Dean Herington wrote:
I've long thought that I/O buffering behavior--not just in Haskell, but in most places I've encountered it--was unnecessarily complicated. Perhaps it could be simplified dramatically by treating it as strictly a performance optimization.
This isn't entirely possible; there will always be situations where it matters as to exactly when and how the data gets passed to the OS. My experience taught me that the simplest solution was never to use ANSI stdio buffering in such situations.
Here's a sketch of the approach.
Writing a sequence of characters across the interface I'm proposing is a request by the writing program for those characters to appear at their destination "soon". Ideally, "soon" would be "immediately"; however, the characters' appearance may deliberately be delayed ("buffered"), for efficiency, as long as such delay is "unobtrusive" to a human user of the program. Buffering timeouts would depend on the device; for a terminal, perhaps 50-100 ms would be appropriate. Such an interval would tend not to be noticeable to a human user but would be long enough to effectively collect, say, an entire line of output for output "in one piece". The use of a reasonable timeout would avoid the confusing behavior where a newline-less prompt doesn't appear until the prompted data is entered.

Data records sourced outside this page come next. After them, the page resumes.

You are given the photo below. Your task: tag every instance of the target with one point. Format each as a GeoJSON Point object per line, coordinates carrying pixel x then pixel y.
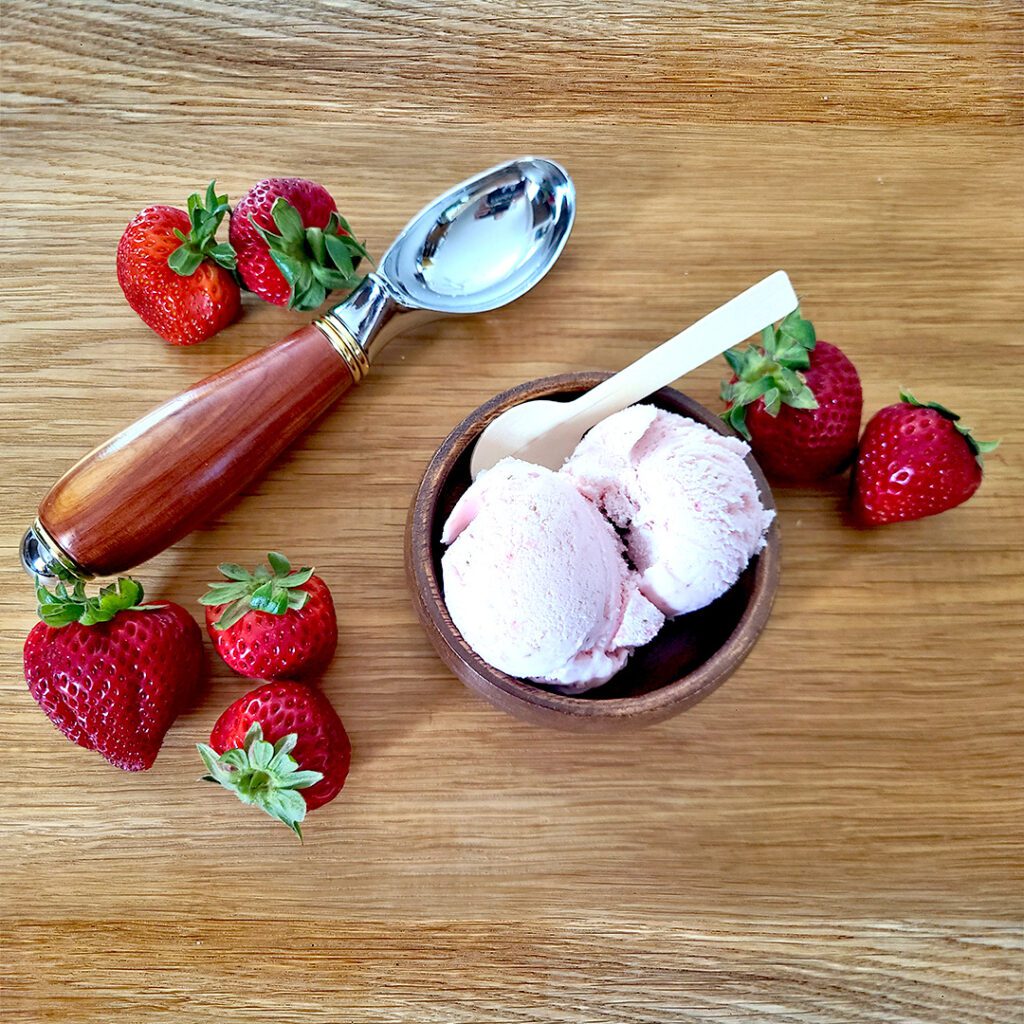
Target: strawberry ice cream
{"type": "Point", "coordinates": [537, 582]}
{"type": "Point", "coordinates": [684, 497]}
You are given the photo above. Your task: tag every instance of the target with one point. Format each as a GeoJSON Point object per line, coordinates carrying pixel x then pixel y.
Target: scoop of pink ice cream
{"type": "Point", "coordinates": [684, 496]}
{"type": "Point", "coordinates": [537, 582]}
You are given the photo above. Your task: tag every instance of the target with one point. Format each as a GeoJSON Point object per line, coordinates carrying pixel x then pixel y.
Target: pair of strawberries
{"type": "Point", "coordinates": [113, 674]}
{"type": "Point", "coordinates": [287, 244]}
{"type": "Point", "coordinates": [798, 401]}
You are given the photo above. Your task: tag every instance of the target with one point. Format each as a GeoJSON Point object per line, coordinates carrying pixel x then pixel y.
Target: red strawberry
{"type": "Point", "coordinates": [797, 400]}
{"type": "Point", "coordinates": [112, 674]}
{"type": "Point", "coordinates": [915, 460]}
{"type": "Point", "coordinates": [280, 738]}
{"type": "Point", "coordinates": [271, 624]}
{"type": "Point", "coordinates": [293, 246]}
{"type": "Point", "coordinates": [173, 272]}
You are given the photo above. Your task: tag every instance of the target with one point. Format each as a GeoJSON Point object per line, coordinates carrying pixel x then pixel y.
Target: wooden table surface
{"type": "Point", "coordinates": [835, 836]}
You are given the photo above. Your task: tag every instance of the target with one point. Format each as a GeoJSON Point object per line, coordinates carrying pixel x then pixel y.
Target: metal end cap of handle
{"type": "Point", "coordinates": [41, 556]}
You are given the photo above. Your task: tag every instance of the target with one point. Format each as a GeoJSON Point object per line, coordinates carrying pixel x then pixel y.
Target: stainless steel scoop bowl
{"type": "Point", "coordinates": [479, 246]}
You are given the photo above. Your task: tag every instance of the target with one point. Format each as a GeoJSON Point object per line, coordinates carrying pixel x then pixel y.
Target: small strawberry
{"type": "Point", "coordinates": [278, 739]}
{"type": "Point", "coordinates": [173, 272]}
{"type": "Point", "coordinates": [915, 460]}
{"type": "Point", "coordinates": [111, 673]}
{"type": "Point", "coordinates": [797, 400]}
{"type": "Point", "coordinates": [271, 624]}
{"type": "Point", "coordinates": [293, 246]}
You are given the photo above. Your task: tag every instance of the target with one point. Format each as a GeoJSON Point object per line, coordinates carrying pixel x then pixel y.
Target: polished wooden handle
{"type": "Point", "coordinates": [161, 477]}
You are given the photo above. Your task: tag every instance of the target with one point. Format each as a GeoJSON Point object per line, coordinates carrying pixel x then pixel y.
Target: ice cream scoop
{"type": "Point", "coordinates": [477, 247]}
{"type": "Point", "coordinates": [683, 495]}
{"type": "Point", "coordinates": [536, 580]}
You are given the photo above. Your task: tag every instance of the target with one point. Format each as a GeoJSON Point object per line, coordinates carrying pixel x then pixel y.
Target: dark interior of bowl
{"type": "Point", "coordinates": [684, 643]}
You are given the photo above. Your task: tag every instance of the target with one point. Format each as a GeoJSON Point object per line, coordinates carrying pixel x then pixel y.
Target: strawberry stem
{"type": "Point", "coordinates": [205, 215]}
{"type": "Point", "coordinates": [274, 590]}
{"type": "Point", "coordinates": [62, 606]}
{"type": "Point", "coordinates": [978, 448]}
{"type": "Point", "coordinates": [770, 372]}
{"type": "Point", "coordinates": [264, 775]}
{"type": "Point", "coordinates": [314, 261]}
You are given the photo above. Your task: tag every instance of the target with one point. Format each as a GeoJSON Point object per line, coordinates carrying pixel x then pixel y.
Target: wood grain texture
{"type": "Point", "coordinates": [835, 836]}
{"type": "Point", "coordinates": [174, 468]}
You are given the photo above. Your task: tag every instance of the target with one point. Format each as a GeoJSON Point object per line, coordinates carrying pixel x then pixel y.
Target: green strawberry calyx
{"type": "Point", "coordinates": [61, 606]}
{"type": "Point", "coordinates": [275, 590]}
{"type": "Point", "coordinates": [770, 372]}
{"type": "Point", "coordinates": [312, 260]}
{"type": "Point", "coordinates": [978, 449]}
{"type": "Point", "coordinates": [205, 215]}
{"type": "Point", "coordinates": [263, 774]}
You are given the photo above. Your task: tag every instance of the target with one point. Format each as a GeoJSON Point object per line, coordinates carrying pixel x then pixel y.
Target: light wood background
{"type": "Point", "coordinates": [835, 836]}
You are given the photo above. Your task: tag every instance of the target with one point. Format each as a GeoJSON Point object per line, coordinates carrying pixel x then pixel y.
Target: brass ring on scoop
{"type": "Point", "coordinates": [345, 345]}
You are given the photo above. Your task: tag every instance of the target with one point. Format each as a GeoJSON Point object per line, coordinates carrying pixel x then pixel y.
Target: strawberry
{"type": "Point", "coordinates": [293, 246]}
{"type": "Point", "coordinates": [271, 624]}
{"type": "Point", "coordinates": [174, 274]}
{"type": "Point", "coordinates": [111, 673]}
{"type": "Point", "coordinates": [797, 400]}
{"type": "Point", "coordinates": [915, 460]}
{"type": "Point", "coordinates": [280, 738]}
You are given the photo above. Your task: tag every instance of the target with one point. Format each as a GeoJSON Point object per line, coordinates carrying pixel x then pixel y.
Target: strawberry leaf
{"type": "Point", "coordinates": [265, 776]}
{"type": "Point", "coordinates": [205, 216]}
{"type": "Point", "coordinates": [274, 591]}
{"type": "Point", "coordinates": [60, 606]}
{"type": "Point", "coordinates": [280, 564]}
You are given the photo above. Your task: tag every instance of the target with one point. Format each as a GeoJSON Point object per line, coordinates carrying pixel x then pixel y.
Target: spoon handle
{"type": "Point", "coordinates": [765, 302]}
{"type": "Point", "coordinates": [159, 478]}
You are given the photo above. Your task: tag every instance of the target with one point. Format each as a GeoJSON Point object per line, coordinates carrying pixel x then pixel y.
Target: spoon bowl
{"type": "Point", "coordinates": [477, 247]}
{"type": "Point", "coordinates": [486, 241]}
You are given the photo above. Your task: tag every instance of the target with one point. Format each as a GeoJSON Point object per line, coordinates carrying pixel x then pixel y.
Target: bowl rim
{"type": "Point", "coordinates": [432, 609]}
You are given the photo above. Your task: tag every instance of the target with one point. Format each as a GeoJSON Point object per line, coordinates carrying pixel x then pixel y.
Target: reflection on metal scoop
{"type": "Point", "coordinates": [477, 247]}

With this scheme, I/O buffering no longer has any real semantic content. (In particular, the interface never guarantees indefinite delay in outputting written characters. Line buffering, if semantically important, needs to be done above the level of this interface.)

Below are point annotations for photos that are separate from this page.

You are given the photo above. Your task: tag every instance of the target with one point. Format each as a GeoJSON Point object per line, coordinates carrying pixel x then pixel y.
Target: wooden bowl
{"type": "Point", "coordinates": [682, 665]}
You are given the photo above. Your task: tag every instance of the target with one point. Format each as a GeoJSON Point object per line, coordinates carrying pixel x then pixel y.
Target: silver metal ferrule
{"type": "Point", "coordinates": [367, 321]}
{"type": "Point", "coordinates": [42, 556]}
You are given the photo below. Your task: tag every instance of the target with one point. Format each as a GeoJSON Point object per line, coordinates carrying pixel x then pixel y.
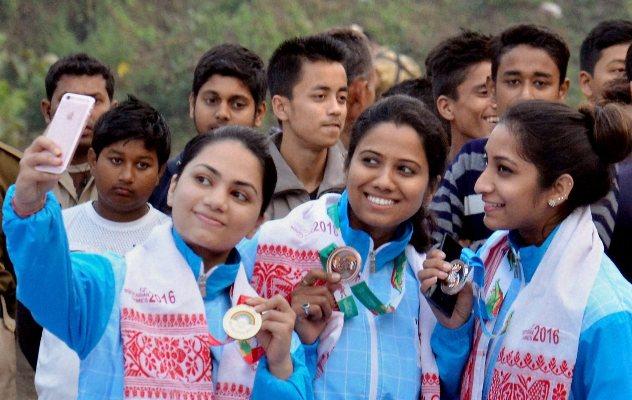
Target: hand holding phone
{"type": "Point", "coordinates": [66, 128]}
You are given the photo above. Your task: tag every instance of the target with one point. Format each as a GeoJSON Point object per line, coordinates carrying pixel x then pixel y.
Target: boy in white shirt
{"type": "Point", "coordinates": [130, 147]}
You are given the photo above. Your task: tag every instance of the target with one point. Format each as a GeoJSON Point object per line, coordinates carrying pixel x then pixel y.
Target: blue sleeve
{"type": "Point", "coordinates": [452, 349]}
{"type": "Point", "coordinates": [298, 386]}
{"type": "Point", "coordinates": [70, 294]}
{"type": "Point", "coordinates": [604, 359]}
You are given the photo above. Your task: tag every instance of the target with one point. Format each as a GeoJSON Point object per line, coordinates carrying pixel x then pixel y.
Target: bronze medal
{"type": "Point", "coordinates": [346, 261]}
{"type": "Point", "coordinates": [242, 322]}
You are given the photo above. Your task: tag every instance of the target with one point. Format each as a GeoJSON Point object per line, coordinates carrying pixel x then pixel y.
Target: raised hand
{"type": "Point", "coordinates": [435, 269]}
{"type": "Point", "coordinates": [275, 335]}
{"type": "Point", "coordinates": [313, 303]}
{"type": "Point", "coordinates": [31, 185]}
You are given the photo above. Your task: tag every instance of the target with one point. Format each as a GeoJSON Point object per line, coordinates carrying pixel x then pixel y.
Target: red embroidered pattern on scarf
{"type": "Point", "coordinates": [520, 377]}
{"type": "Point", "coordinates": [228, 390]}
{"type": "Point", "coordinates": [279, 268]}
{"type": "Point", "coordinates": [161, 361]}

That's already true, at least in C: if you output a line which is longer than the buffer, the buffer will be flushed before it contains a newline (i.e. the line won't be written atomically).
Hence, buffering control could be completely eliminated from the interface. However, I would retain it to provide (non-semantic) control over buffering. The optional buffer size currently has such an effect. A timeout value could be added for fine tuning. (Note that a timeout of zero would have an effect similar to Haskell's current NoBuffering.) Lastly, the "flush" operation would remain, as a hint that it's not worth waiting even the limited timeout period before endeavoring to make the characters appear.
Is such an approach feasible?
Possibly. As things stand, anyone who writes code which relies upon output being held back until a flush is asking for trouble. So, your approach wouldn't make it any harder to write correct code, although it might make it significantly more obvious if code was incorrect. AFAICT, the biggest problem would be providing an upper bound on the delay, as that implies some form of preemptive concurrency.
Has it been implemented anywhere?
Not that I know of.
Would such behavior best be implemented by the operating system?
No. The OS (i.e. kernel) doesn't know anything about user-space buffering. Furthermore, one of the main functions of user-space buffering is to minimise the number of system calls, so putting it into the OS would be pointless.
Could it be implemented by the runtime system?
It depends what you mean by "the runtime system"; it would have to be
implemented in user-space.
--
Glynn Clements